AI Chip Design Day 9

Three Core Patterns

1. Systolic Pattern (Data Streams)

Used by: Google TPU, Apple Neural Engine

A and B flow through array, partial sums accumulate and exit.

Input streams: A: [a1, a2, a3, ...] → B: [b1, b2, b3, ...] ↓ Output: C values flow out sequentially Latency: O(N) cycles for NxN matrix Throughput: One NxN multiply per N cycles (ideal pipelining)

Pros: High data reuse, low memory bandwidth, simple control
Cons: Requires streaming data; poor for irregular patterns

2. Reduction Pattern (Tree Aggregation)

Used by: Systolic arrays with reduction trees, some research designs

Partial results combine hierarchically (like MapReduce).

Layer 0: [R0] [R1] [R2] [R3] (4 reductions in parallel) \ / \ / Layer 1: [R] [R] (2 reductions) \ / Layer 2: [R] (1 final result)

Pros: Good for tree-like computations (conv nets), parallelism
Cons: More complex routing, higher latency for single result

3. Stationary Pattern (MACs Stay Put)

Used by: Some FPGA designs, mobile NPUs with limited memory

A and B are pre-loaded into registers around each MAC. Data stays local.

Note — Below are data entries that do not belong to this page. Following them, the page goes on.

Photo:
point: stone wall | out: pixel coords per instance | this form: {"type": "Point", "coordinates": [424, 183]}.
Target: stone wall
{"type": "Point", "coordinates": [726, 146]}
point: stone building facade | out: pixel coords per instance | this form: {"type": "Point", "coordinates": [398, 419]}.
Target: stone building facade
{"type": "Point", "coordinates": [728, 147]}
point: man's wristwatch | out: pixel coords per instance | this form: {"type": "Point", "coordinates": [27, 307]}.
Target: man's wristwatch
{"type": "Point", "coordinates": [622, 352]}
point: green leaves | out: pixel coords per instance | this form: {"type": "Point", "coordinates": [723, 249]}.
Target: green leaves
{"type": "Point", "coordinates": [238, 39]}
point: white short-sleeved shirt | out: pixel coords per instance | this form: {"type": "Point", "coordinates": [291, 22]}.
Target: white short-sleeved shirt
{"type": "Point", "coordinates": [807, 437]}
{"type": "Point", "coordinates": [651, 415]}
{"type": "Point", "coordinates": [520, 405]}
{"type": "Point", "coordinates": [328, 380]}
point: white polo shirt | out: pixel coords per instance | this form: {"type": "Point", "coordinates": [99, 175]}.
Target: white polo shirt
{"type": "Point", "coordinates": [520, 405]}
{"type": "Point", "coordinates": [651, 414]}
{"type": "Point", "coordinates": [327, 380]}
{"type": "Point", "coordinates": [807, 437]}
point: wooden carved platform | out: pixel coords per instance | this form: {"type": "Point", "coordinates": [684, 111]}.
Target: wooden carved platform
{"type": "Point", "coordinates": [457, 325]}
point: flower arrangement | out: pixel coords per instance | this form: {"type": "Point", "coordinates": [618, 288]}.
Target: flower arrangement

MAC[0][0]: A[0][0], A[0][1], ... pre-stored locally B[0][0], B[1][0], ... pre-stored locally Compute C[0][0] using local data No streaming - all data in registers from start

Pros: No data movement, maximum locality
Cons: Limited by register file size, requires offline scheduling

Comparison Table

Pattern	Data Movement	Throughput	Latency	Complexity	Best For
Systolic	Streams	N ops/cycle	O(N)	Simple	Matrix ops
Reduction	Tree	log(N) ops	O(log N)	Medium	Aggregations
Stationary	None	M² ops/cycle	O(1)	Complex	Pre-scheduled

Choosing a Pattern

Streaming data? → Systolic (TPU choice)
Variable-size problems? → Reduction (tree parallelism)
Fixed known kernels? → Stationary (FPGA choice)